Ce qui se passe alors vaut la description. Pour commencer, il n’en croit pas ses oreilles. Chat échaudé craint les contes ! La couverture tirée jusqu’au menton, il est sur le qui-vive ; il attend le piège :

— Bon, qu’est-ce que je viens de lire ? Tu as compris ?

Mais voilà, nous ne lui posons pas ces questions. Ni aucune autre. Nous nous contentons de lire. Gratis. Il se détend peu à peu. (Nous aussi.) Il retrouve lentement cette concentration rêveuse qui faisait son visage du soir. Et il nous reconnaît enfin. A notre voix recomposée.

Il se peut que, sous le choc, il s’endorme dès les premières minutes… le soulagement.

Le lendemain soir, mêmes retrouvailles. Et même lecture, probablement. Oui, il y a des chances pour qu’il nous réclame le même conte, histoire de se prouver qu’il n’a pas rêvé la veille, et qu’il nous pose les mêmes questions, aux mêmes endroits, juste pour la joie de nous entendre lui donner les mêmes réponses.
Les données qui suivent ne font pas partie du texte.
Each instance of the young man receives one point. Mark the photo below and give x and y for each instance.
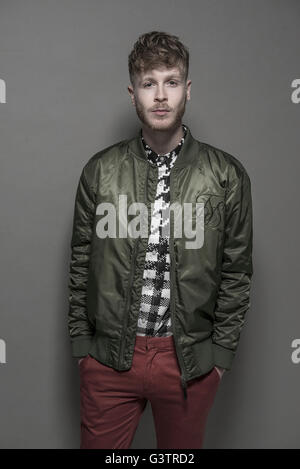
(155, 315)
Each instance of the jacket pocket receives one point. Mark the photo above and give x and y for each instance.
(214, 210)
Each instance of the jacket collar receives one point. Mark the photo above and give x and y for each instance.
(185, 157)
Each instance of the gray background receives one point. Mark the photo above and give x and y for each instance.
(65, 68)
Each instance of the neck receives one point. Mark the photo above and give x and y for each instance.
(162, 142)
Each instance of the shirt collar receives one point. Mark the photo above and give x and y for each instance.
(154, 157)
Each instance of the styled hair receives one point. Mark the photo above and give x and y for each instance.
(157, 48)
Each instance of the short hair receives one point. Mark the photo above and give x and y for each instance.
(157, 48)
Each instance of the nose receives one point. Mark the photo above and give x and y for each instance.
(160, 94)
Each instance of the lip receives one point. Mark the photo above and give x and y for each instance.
(160, 112)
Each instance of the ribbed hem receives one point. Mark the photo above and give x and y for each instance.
(81, 345)
(223, 357)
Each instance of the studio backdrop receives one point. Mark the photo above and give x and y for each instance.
(63, 97)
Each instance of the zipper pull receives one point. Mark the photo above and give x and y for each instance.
(184, 386)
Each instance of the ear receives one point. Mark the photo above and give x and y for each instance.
(131, 92)
(188, 85)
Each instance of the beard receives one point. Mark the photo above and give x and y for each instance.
(170, 122)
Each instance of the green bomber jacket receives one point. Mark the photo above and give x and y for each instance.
(210, 278)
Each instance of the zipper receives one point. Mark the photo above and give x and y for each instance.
(128, 299)
(172, 308)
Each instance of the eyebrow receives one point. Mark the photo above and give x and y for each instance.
(177, 77)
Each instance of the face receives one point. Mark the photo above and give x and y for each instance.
(160, 88)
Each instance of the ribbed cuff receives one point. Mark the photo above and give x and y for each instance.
(223, 357)
(81, 345)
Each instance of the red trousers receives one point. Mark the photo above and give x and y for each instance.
(112, 402)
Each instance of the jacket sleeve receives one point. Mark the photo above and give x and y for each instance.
(80, 328)
(233, 300)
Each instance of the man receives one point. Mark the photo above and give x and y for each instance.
(153, 315)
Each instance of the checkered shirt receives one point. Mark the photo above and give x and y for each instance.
(154, 315)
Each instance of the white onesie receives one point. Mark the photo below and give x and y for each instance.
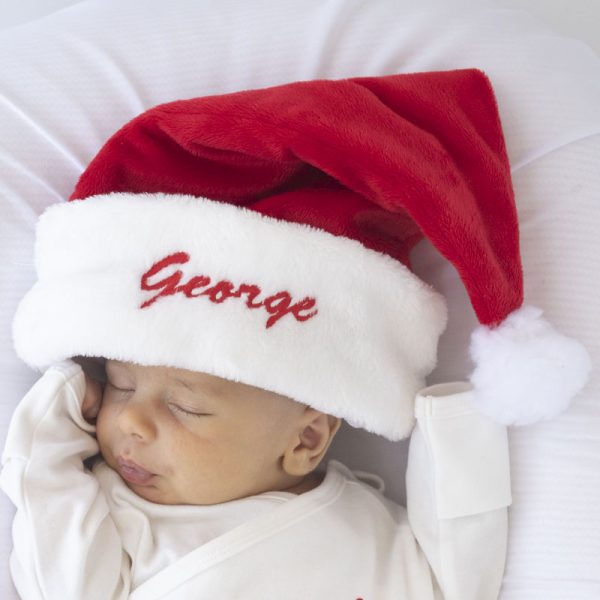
(84, 535)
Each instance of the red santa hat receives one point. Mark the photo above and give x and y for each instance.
(264, 236)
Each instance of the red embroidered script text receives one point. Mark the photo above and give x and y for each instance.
(278, 305)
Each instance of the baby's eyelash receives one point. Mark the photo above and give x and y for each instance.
(186, 412)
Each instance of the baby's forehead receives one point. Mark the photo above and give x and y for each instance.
(187, 377)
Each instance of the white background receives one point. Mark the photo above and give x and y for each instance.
(573, 18)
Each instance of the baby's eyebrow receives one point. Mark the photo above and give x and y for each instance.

La répétition rassure. Elle est preuve d’intimité. Elle en est la respiration même. Il a bien besoin de retrouver ce souffle-là :

— Encore !

« Encore, encore… » veut dire, en gros : « Faut-il que nous nous aimions, toi et moi, pour nous satisfaire de cette seule histoire, indéfiniment répétée ! » Relire, ce n’est pas se répéter, c’est donner une preuve toujours nouvelle d’un amour infatigable.

Donc nous relisons.

Sa journée est derrière lui. Nous sommes ici enfin ensemble, enfin ailleurs. Il a retrouvé le mystère de la Trinité : lui, le texte, et nous (dans l’ordre qu’on voudra car tout le bonheur vient justement de ne pouvoir mettre en ordre les éléments de cette fusion !).

Jusqu’à ce qu’il s’offre l’ultime plaisir du lecteur, qui est de se lasser du texte, et nous demande de passer à un autre.

Combien de soirées avons-nous ainsi perdues à déverrouiller les portes de l’imaginaire ? Quelques-unes, pas beaucoup plus. Quelques autres, admettons. Mais le jeu en valait la chandelle. Le voici de nouveau ouvert à tous les récits possibles.

Cependant, l’école poursuit son apprentissage. S’il ne marque pas encore de progrès dans l’ânonnement de ses lectures scolaires, ne nous affolons pas, le temps est avec nous depuis que nous avons renoncé à lui en faire gagner.